La rectora recibió el Premio Anuies 2021, por Trayectoria Profesional y Contribución al Desarrollo de la Educación Superior, uno de los máximos galardones otorgados por la asociación.

Después de ocho años a la cabeza de la Universidad Veracruzana, Sara Ladrón de Guevara concluye su mandato

Ocho años atrás, cuando tomó posesión del puesto, prefiguró lo que deseaba para el mandato que la Junta de Gobierno le había conferido: “hoy me dan la batuta, pero no habrá buena música si no contamos con voces e instrumentos de tonos distintos, pero afinados. No habrá melodía si no contamos con buenas partituras”.  Educada en un hogar musical —el padre, solista de la Sinfónica de Xalapa y fundador de la Facultad de Música de la Universidad Veracruzana— su expectativa era, probablemente, que la delicada gestión universitaria se pudiese asimilar a los ritmos, modos y tiempos de una orquesta ejecutando una sinfonía. De ahí el énfasis perenne en la planeación a la manera de seguir una partitura. ¿Lo habrá logrado? La comunidad de la UV, a través de sus órganos colegiados de gobierno, seguramente ya tiene una respuesta. Particularmente si se sopesan los momentos difíciles en que las partituras no contemplaban el enfrentamiento con el gobierno del Estado y el ejercicio de la autonomía por parte de esa comunidad, conducido por una batuta enérgica y resuelta, fue la mayor defensa para la casa de estudios.

                        Inicio y Desafíos. Sara Ladrón de Guevara llegó a la rectoría en ese 2013 como la primera mujer que ocupaba el puesto en 70 años de vida institucional. Aparte del género, que no era poca cosa, los miembros de la Junta se encontraron con una académica de cuerpo entero. Esto significaba una trayectoria impecable en ese terreno. Aunado a sus grados académicos en universidades de prestigio, en México y Francia, estaba una copiosa producción de artículos y libros en antropología y arqueología, varios de ellos con circulación internacional. Sus dotes de organizadora se habían mostrado ya, tanto en la propia UV como en el Museo de Antropología, una joya de la vida cultural del país con sede en Xalapa.

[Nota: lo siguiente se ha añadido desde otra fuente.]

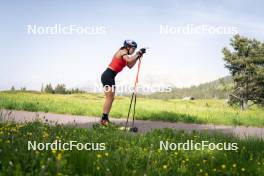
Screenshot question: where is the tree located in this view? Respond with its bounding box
[223,35,264,110]
[11,86,16,91]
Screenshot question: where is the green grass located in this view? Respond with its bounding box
[0,121,264,176]
[0,92,264,126]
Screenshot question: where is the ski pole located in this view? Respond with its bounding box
[125,59,141,130]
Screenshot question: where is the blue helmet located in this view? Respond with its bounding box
[124,40,137,48]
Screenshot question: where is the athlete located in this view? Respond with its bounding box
[101,40,146,126]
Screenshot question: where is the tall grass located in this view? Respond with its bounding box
[0,122,264,176]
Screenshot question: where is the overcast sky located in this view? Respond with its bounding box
[0,0,264,90]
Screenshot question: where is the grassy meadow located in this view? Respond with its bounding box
[0,91,264,127]
[0,122,264,176]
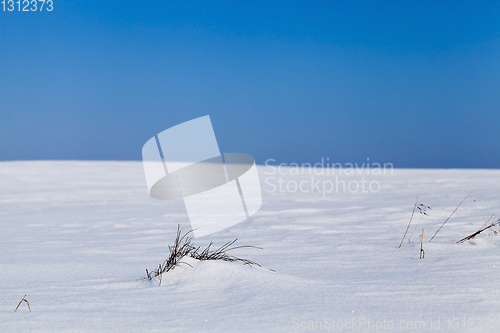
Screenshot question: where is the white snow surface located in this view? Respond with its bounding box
[0,161,500,332]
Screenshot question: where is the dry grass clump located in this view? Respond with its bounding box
[457,215,500,243]
[146,226,261,285]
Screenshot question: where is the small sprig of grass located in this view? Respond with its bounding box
[146,225,262,285]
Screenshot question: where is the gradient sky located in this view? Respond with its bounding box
[0,0,500,168]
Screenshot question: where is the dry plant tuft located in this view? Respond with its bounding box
[429,193,476,243]
[14,294,31,312]
[146,225,262,285]
[399,197,432,249]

Por lo que se refiere a lo primero, y en su calidad de secretaria académica de la primera rectoría de la Universidad, que estrenaba su autonomía en 1996, tuvo a su cargo el diseño y puesta en marcha del Nuevo Modelo Educativo de la institución, una innovación de carácter nacional en esa época, durante el rectorado del Dr. Víctor Arredondo.

Con ese bagaje, casi una década después, tiene la osadía de concursar para el proceso de designación de la nueva rectoría en 2013. De ahí emerge victoriosa y el símbolo de la musicalidad se convierte, implícitamente, en el fundamento de su gestión. Un plan de cuatro años y luego otro de más largo aliento que va hasta el 2030. Iniciativas novedosas que toman forma en programas, proyectos y acciones, pero también continuidad de aquellos que vale la pena conservar y, porqué no, engrandecer.  Así acontece con todo lo relacionado con el modelo educativo (evaluación y reformulación), la interculturalidad (elevada a programas de estudio, trayectoria escolar y grados académicos), la internacionalización (movilidad de alumnos y profesores hacia otros ambientes y latitudes) y otros más.

Logros. Pero también hay novedades. Grandes novedades . . . de trascendencia nacional. La UV consigue lo que estaba en la utopía nacional e internacional de medio siglo atrás: la autonomía financiera (o algo muy parecido) y el derecho de iniciativa de leyes ante el Congreso local relacionada con los quehaceres de la propia UV.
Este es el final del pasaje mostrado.